A good changeup when a batter is expecting a fastball can be one of the best weapons in a pitcher’s arsenal. Brian Bannister — who serves as the Red Sox’s director of pitching analysis and development and had a five-year MLB career with the Mets (2006) and Royals (2007-10) — recently weighed in on changeups over at FanGraphs by David Laurila.
Bannister calls the change “such a fun pitch” because of the various ways pitchers go about throwing them.
The most interesting aspect of Bannister’s analysis of changeups are the pitch’s variables.
“There are two variables. It’s a lack of spin or it’s a flatter spin axis. Both contribute to gravity having a greater pull on the pitch, which ultimately leads to depth. It’s similar to a two-seam [fastball] that way. When you can reduce the amount of backspin on the ball, you’re reducing its perceived rise.”
For what it’s worth, the Red Sox — for whom Bannister works — threw the eighth highest percentage of changeups (12.1 percent) in 2015, according to PITCHf/x’s data.
As for the Cubs, they checked in with the lowest percentage of changeups (6.6 percent) thrown among 30 teams.
Kyle Hendricks might have the most recognizable and proficient changeup on the staff, but Cubs relievers (0.76 wCH/C) had the fifth best pitch value number for a changeup per 100 pitches and eighth best (5.1 wCH) overall.

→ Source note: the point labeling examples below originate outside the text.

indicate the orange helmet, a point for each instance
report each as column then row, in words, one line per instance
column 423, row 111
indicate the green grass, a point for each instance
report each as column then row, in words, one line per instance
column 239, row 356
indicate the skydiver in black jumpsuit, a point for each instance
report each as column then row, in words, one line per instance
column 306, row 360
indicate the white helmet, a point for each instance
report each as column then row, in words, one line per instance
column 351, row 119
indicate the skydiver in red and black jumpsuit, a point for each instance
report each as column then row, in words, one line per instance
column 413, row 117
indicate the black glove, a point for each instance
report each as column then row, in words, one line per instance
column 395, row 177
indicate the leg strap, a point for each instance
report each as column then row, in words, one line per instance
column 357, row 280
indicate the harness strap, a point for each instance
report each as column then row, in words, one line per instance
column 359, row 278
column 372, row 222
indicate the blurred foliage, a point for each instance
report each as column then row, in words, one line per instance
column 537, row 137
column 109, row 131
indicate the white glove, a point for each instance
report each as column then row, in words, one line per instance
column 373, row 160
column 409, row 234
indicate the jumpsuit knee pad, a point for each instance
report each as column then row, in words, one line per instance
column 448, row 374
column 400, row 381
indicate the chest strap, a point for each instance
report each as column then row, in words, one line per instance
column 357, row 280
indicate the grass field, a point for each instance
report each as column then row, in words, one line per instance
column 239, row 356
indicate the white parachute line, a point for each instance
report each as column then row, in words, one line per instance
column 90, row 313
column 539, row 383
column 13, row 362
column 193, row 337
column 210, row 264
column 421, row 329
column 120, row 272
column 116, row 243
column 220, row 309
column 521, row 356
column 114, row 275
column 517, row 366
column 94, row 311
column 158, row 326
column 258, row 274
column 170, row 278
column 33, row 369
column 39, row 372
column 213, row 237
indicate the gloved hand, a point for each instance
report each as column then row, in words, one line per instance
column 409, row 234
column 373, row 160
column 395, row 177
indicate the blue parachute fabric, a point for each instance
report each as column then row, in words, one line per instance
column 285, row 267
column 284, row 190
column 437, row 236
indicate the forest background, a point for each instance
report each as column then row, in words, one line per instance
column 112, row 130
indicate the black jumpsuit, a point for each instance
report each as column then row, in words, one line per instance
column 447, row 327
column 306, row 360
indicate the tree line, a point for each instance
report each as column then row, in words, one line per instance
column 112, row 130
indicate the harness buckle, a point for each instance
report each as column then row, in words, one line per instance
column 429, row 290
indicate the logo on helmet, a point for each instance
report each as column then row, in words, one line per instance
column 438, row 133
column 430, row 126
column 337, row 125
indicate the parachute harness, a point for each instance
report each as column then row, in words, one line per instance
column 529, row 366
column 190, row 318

Trevor Cahill (3.4) and Fernando Rodney (2.8) stood out among that group.
Hendricks’ 8.9 wCH led the staff, with Arrieta (2.2 wCH) finishing a distant second. However, it is worth noting that Arrieta’s changeup usage jumped from 3.4 percent in through the end of August to 8.2 percent after Sept. 1, and it graded out as a 1.5 wCH that month. Arrieta adding another pitch to his arsenal in 2016 could be something to watch for moving forward, and indeed he’s mentioned this spring working on his changeup.
Also a bit of an eye-opener is seeing Jason Hammel’s 2.2 wCH grading as the best among Cubs starters from the first half of last season. That number took a nose dive in the second half (-1.3 wCH) — as did the rest of Hammel’s peripherals.
The slider was baseball’s most effective pitch in 2015 — and the Cubs were good at throwing them. But it is evident that a good changeup, with its many variations, might be undervalued and could a sleeper pick to be a most useful pitch for Cubs pitchers in 2016.